Olay, Kayapınar ilçesi Diclekent Mahallesi’nde bulunan sitede meydana geldi. Binanın bodrum katında sokak kedilerini besleyen site sakinlerinden Aile Tabibi Esra Cebe, 5 Aralık’ta ‘Melek’ ismini verdikleri kediyi 2 ayağı kesik buldu. Sitenin yakınında bulunan veteriner kliniğine götürülen kediye, veteriner Nurhan Kahraman ve veteriner sıhhat teknikeri Tuba Göklü tarafından müdahale edildi. Ameliyat edilen kedi, müşahede altında tutulurken Cebe, karakola giderek şikayette bulundu. Vilayet Emniyet Müdürlüğü takımları, olayı gerçekleştiren kişi ya da bireylerin yakalanması için çalışma başlattı. Müşahede altında tutulan kedi, evvelki gün telef oldu.
‘KEDİNİN KESİK AYAKLARININ BULUNMAMASI BÜYÜYÜ DÜŞÜNDÜRÜYOR’
Kediye birinci müdahaleyi yapan Veteriner Nurhan Kahraman, Samsun’da da ‘Pamuk’ isimli köpeğin bacağının kesildiğini anımsatarak, “Büyü için mi yoksa öteki bir şey mi için mi bilemiyorum. Arkadaşlarımızdan yalnızca bir duyum olarak aldık. Olağanda hepsi de canice yapılan şeyler. Kulak yahut kuyruk kesme ya da köpek ile kediye ziyan verme bunların hepsi canice. İki bacağı kesilip, yaşadığı alanda bacaklarının bulunmaması bu türlü şeyleri bize düşündürüyor. Trafik kazası yahut bisikletle ya da kapıya sıkışma olsa kesinlikle bir motor yağı, akaryakıt falan o çeşit kokular olurdu ancak ‘Melek’ bize geldiğinde bacaklarının derisinin kağıt üzere kesildiğini gördük. O yüzden kasıtlı bir biçimde yapıldığını düşünüyorum. Biz yalnızca o deriyi bir ortaya getirdik. Canice kesilmiş. Çok kan kaybetmişti. Akciğerinde su toplanmıştı. Ödem dediğimiz tablo gelişti. Maalesef kurtaramadık. Elimizden geleni yaptık lakin kaybettik ve çok üzüldük” diye konuştu.

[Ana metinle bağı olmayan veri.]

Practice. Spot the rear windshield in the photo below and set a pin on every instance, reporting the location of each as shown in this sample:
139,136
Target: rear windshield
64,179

‘GÜVERCİNİN KANADINDAN KAN ALDIRIP BÜYÜ YAZAN MEDYUMLA TANIŞTIK’
Veteriner sıhhat teknikeri Tuba Göklü ise meslek hayatı boyunca bu türlü bir şeye denk geldiğini lisana getirdi. Göklü, “İzmir’de çalışırken bir güvercinin kanadından kan aldırıp onunla büyü yazan medyumla tanıştık. Hepimiz şoka girdik. O kanla büyü yazdığını tez etti. Bu büyüyle ‘adamı ipten alırım’ üzere telaffuzda bulunmuştu. Yani bunların diğer bir ismi yok, bu vahşettir. Keşke olmasaydı. ‘Melek’ konusu da bize birebir şeyi yaşattı. Çok üzüldük, maalesef yaşatamadık. Keşke daha farklı formda karşılaşsaydık ‘Melek’le keşke otomobil çarpsaydı artık bunu diyorum. Keşke kapıya yahut motora sıkışsaydı da müdahale edebilseydik. Kazara olduğunu bilseydik. Bunun bir insan tarafından canice kesilmesinin hiçbir vicdani boyutu yok. Büyüyle alakalı olarak bu ikinci oldu. Batıl inançlar biliyorsunuz, insanların ve maalesef toplumların ne kadar geride kaldığını gösteriyor. Bu bizi çok üzüyor. Keşke bu inanışlar olmasa” dedi.